When the first flood hit Tolstoy Farms on Feb. 13, it was so unusually violent neighbors called it a 50-year flood. Water came rushing down the canyon side carrying silt, rocks and small boulders, filling up Saben Creek –Tolstoy’s main water supply. Water spilled over creek banks and flooded the main driveway, fields and two homes, as it rushed into the larger Mill Creek. Four days later the flooding stopped – and so did the creek.
“Then it happened again,” said Laura Harris, who’s lived and worked on the farm near Davenport, Washington for 20 years.
On March 5, the water once again came roaring in, fed by a quick snow melt and lots of rain falling on top of frozen ground. Harris said she barely slept that night, listening to the rain on the roof, wondering what kind of devastation she’d face in the morning.
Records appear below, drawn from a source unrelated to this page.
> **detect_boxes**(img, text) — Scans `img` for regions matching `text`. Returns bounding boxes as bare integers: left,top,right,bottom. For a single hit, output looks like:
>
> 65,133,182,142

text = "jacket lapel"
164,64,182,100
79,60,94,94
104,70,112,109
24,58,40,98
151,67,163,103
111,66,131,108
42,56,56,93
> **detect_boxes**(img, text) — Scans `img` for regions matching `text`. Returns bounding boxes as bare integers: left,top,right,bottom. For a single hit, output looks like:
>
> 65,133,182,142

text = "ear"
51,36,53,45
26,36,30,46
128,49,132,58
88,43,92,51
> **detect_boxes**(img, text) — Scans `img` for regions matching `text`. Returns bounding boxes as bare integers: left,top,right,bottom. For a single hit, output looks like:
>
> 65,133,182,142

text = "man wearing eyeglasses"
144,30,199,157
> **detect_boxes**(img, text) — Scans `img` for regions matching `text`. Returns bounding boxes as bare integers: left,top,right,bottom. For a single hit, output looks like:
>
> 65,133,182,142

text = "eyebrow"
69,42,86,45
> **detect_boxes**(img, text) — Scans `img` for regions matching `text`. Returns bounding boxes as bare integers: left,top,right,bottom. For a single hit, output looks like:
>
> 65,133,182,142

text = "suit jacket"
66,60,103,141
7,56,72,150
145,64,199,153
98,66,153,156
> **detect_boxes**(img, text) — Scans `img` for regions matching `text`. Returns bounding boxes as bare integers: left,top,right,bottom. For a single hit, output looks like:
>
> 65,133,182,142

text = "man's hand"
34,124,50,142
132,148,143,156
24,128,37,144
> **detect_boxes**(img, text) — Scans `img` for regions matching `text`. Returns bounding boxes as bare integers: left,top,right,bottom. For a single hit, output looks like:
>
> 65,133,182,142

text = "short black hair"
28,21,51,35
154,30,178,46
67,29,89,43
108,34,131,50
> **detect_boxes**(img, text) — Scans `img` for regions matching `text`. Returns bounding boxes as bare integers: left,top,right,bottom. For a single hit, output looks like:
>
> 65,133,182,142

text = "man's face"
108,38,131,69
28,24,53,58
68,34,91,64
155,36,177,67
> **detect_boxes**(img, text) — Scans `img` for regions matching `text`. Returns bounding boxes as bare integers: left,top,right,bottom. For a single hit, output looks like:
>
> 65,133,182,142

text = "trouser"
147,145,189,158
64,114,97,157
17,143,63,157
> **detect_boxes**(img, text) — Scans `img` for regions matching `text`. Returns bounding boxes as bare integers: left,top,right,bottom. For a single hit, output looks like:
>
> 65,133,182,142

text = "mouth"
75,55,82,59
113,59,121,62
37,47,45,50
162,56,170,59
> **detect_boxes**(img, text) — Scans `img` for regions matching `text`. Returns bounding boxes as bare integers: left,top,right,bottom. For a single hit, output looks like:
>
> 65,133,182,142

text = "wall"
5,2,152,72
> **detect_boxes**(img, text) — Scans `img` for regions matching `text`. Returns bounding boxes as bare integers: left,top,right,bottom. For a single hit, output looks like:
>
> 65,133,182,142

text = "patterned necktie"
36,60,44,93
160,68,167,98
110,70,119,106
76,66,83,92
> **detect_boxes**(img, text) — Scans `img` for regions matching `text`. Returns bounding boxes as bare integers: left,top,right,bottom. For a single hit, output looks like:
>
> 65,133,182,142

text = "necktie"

“That flood took out our footbridges and it filled the creek with rocks and debris,” Harris said, while walking along the rock-strewn creek bed on Monday. “Then the creek stopped again and it has not flowed since.”
Now Tolstoy is asking for help – monetary donations and volunteer hours – to rebuild and recover. Working with Lincoln County Conservation District and Belsby Engineering, Tolstoy has put together a creek restoration plan that Harris said will cost $50,000 or more. Tolstoy has applied for Federal Emergency Watershed Protection funding but needs to raise at least $20,000 to be able to restore the creek and bring a reliable water source back.
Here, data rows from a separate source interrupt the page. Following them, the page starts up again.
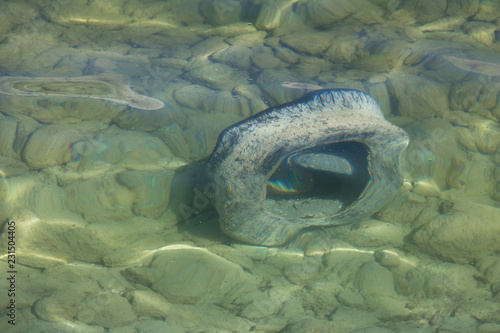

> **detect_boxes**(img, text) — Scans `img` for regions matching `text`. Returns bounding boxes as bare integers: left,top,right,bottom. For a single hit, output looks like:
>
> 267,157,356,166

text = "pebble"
116,170,174,218
151,245,247,303
129,289,173,318
413,212,500,264
280,32,331,55
22,125,84,170
212,45,252,70
283,260,320,285
355,262,396,297
186,63,248,90
330,305,379,332
389,74,448,119
76,292,137,328
199,0,242,26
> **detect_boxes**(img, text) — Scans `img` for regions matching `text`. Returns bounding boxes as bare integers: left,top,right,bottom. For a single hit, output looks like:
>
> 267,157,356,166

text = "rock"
22,125,84,170
355,262,396,298
0,119,20,159
446,0,480,18
375,190,427,223
280,32,332,55
203,91,251,117
174,84,213,110
116,170,174,218
0,156,29,177
251,46,281,69
257,69,303,105
208,244,253,270
281,318,332,333
337,289,365,307
33,284,89,322
283,260,320,285
130,289,173,318
212,45,252,70
412,178,442,198
413,212,500,264
239,293,281,321
404,262,490,301
298,0,358,27
389,74,449,119
477,323,500,333
114,102,180,132
155,123,191,160
64,176,134,222
76,292,137,328
450,76,500,113
373,250,401,269
226,31,267,47
474,1,500,22
400,0,446,23
336,219,405,246
302,281,342,318
352,39,412,72
66,127,174,172
197,22,257,37
184,113,243,160
404,119,477,194
330,305,379,332
186,63,248,90
151,245,246,303
200,0,242,26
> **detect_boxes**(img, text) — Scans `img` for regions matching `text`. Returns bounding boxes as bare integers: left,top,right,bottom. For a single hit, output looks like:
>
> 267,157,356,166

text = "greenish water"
0,0,500,333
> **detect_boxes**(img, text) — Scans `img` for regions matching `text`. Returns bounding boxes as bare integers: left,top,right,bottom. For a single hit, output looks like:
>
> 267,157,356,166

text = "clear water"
0,0,500,332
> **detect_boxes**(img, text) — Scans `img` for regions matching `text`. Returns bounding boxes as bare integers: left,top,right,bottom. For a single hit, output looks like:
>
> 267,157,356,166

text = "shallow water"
0,0,500,332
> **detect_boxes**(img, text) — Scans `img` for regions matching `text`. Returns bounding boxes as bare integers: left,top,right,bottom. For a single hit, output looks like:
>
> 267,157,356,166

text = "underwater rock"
226,31,267,47
368,82,392,117
281,32,332,55
404,262,491,302
473,1,500,22
64,176,134,222
352,39,411,72
329,305,380,332
298,0,360,27
212,45,252,70
154,123,191,160
413,212,500,264
462,22,498,47
283,318,332,333
114,102,181,132
184,112,243,160
200,0,242,26
389,74,449,119
116,170,174,218
131,289,173,318
0,74,165,110
22,125,85,170
151,245,246,303
257,69,304,104
173,84,213,110
446,0,480,18
399,0,446,23
203,91,251,117
250,46,282,69
355,262,396,298
66,126,175,172
76,291,137,328
0,156,29,177
207,90,408,245
197,22,257,37
404,119,468,189
186,63,248,90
“We live out here in our own little world. We are self-reliant,” Harris said. “This is just a lot of devastation at once and that’s why we are reaching out.”
City dwellers mostly know Tolstoy Farms from the Spokane Farmers Market, where it sells organic produce out of its colorful vintage van. Tolstoy also operates a community supported agriculture program with about 100 participants and a long waiting list. Established in 1963, Tolstoy Farms is a somewhat reclusive intentional community – or commune – consisting of the two independent parts: the 80-acre Sunrise Hill Free School and the 160-acre Mill Canyon Benevolent Society. Between 35 and 50 people live at Tolstoy – some year-round, some come for the summer to work and learn about organic farming. Decisions are made by consensus and earnings are shared based on how many hours a person has worked.
Ernie Barrett’s house at the Mill Canyon location was flooded twice.
He jokes that the kale in his window boxes loved the water – but he wasn’t as thrilled.
“We got to sump pump twice,” he said. “All we could do was watch the water come at the house. And try to sandbag.”
Saben Creek feeds the larger Mill Creek which also runs through Tolstoy.
The second round of flooding took out footbridges and beaver dams there, ripped up trees and carried massive amounts of silt and rocks down the creek.
When the flooding was over, Harris said Tolstoy farmers were first concerned about the upcoming planting season. Irrigation water is now being piped in from where Saben Creek stops about 1,000 feet up the hillside.
“We had to purchase the pipe and put it in – it was expensive and an enormous amount of work,” Harris said. Most work at the farm is done by hand and wheelbarrow. The new water supply had one unexpected feature: much better water pressure.
“That’s very nice,” Harris said, “but we’d still like to get our creek back.”
She added that Tolstoy does not have flood insurance.
“We are in flood plain because that’s where the good soil is,” she said.
Harris attributes the unusual spring floods to climate change.
“We are farmers. We keep close track of the weather and when we plant things,” Harris said, adding that the last couple of winters haven’t brought much snow and very little late season frost.
“Usually it freezes when the apricot trees are blooming and we lose that crop,” Harris said, while walking through the farm. “This year we will have lots of apricots because nothing froze.”
Corn is being planted right now and tomato plants are straining to get out of the hothouse where they’ve been started. Harris said she expects Tolstoy’s crop to be the same as other years.
“We have gotten a lot of generous donations already from friends and family and customers,” Harris said. “We are grateful that we can continue farming.”